— Клавдия… Клавдия какого-то рыжего привела, — чуть не плачет Надя.
— Куда привела, какого рыжего? — недоумевает Хомка.
— Да… на воз…
— На воз? Она что, ошалела?
В лесу уже темно. Но глаза у него, у Хомки, скоро привыкают к темноте. Нахрамывая, идет мимо кустов, деревьев туда, где, он знает, стоит их подвода, пасется привязанный за оглоблю конь. Вслед за ним идет, крадется мышкой и Надя.
— Дядька… Дядь Хомка, — шепчет Надя.
— Чего тебе?
— А может… не надо сейчас туда идти?
— Почему это не надо? — не понимает, злится Хомка.

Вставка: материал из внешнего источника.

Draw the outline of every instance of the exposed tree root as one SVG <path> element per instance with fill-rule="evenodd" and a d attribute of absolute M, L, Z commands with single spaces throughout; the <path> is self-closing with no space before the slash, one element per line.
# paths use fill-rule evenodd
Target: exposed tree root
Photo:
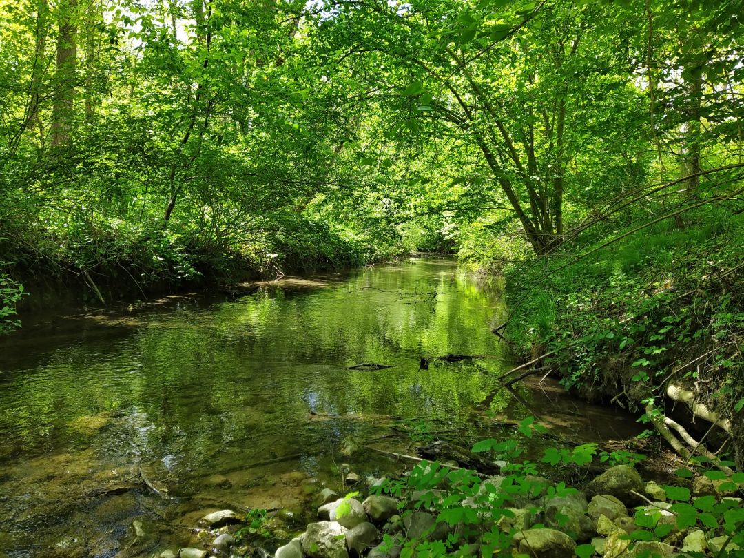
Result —
<path fill-rule="evenodd" d="M 674 384 L 669 384 L 667 386 L 667 397 L 675 401 L 684 403 L 690 408 L 693 411 L 693 414 L 696 417 L 705 419 L 705 420 L 710 423 L 714 423 L 729 434 L 731 434 L 731 421 L 727 418 L 721 417 L 716 411 L 711 411 L 702 403 L 696 402 L 695 400 L 695 394 L 692 391 Z"/>
<path fill-rule="evenodd" d="M 721 465 L 721 460 L 715 454 L 708 450 L 702 442 L 698 442 L 690 436 L 684 426 L 669 418 L 663 413 L 655 413 L 655 408 L 652 403 L 649 403 L 646 405 L 646 414 L 651 419 L 654 427 L 664 439 L 669 443 L 669 445 L 674 448 L 674 450 L 684 458 L 685 460 L 689 460 L 693 455 L 693 452 L 696 452 L 710 459 L 713 465 L 727 475 L 734 474 L 734 471 L 730 467 Z M 673 429 L 679 437 L 677 437 L 670 429 Z"/>

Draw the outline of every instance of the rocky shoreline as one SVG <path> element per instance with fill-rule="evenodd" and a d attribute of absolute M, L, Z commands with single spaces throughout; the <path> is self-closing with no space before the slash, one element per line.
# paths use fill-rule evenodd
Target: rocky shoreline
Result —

— Да они… там… — не решается, не осмеливается, а может, не знает, как и сказать, Надя.
XII
Кажется, и был же Иван Дорошка внутренне готов к этому расставанию, давно-давно готов, и все равно млело, сжималось сердце, когда думал, представлял себе, как обнимет, последний раз обнимет жену, поцелует детей и пойдет назад, в Великий Лес, а они… останутся без него, одни. И чем дальше ехали, чем ближе подъезжали к Будиловичам, тем чаще замирало сердце. Надо было привыкать к мысли о том, что уже завтра он не увидит милых детских мордашек, не услышит дорогих голосов, не узнает вечером, кто из ребят как прожил день, какие у них были радости или, наоборот, что им не дало быть радостными, счастливыми. Ко многому надо было привыкать. Самому, скажем, придется заботиться о том, где и как поесть, думать о чистой рубашке, о ночлеге. Прежде, где бы ни был, что бы ни делал, — в конце концов, приходил домой, к своему очагу. Пища была сварена, рубашка выстирана, постель застлана. А теперь?.. Теперь все-все это ляжет на него самого.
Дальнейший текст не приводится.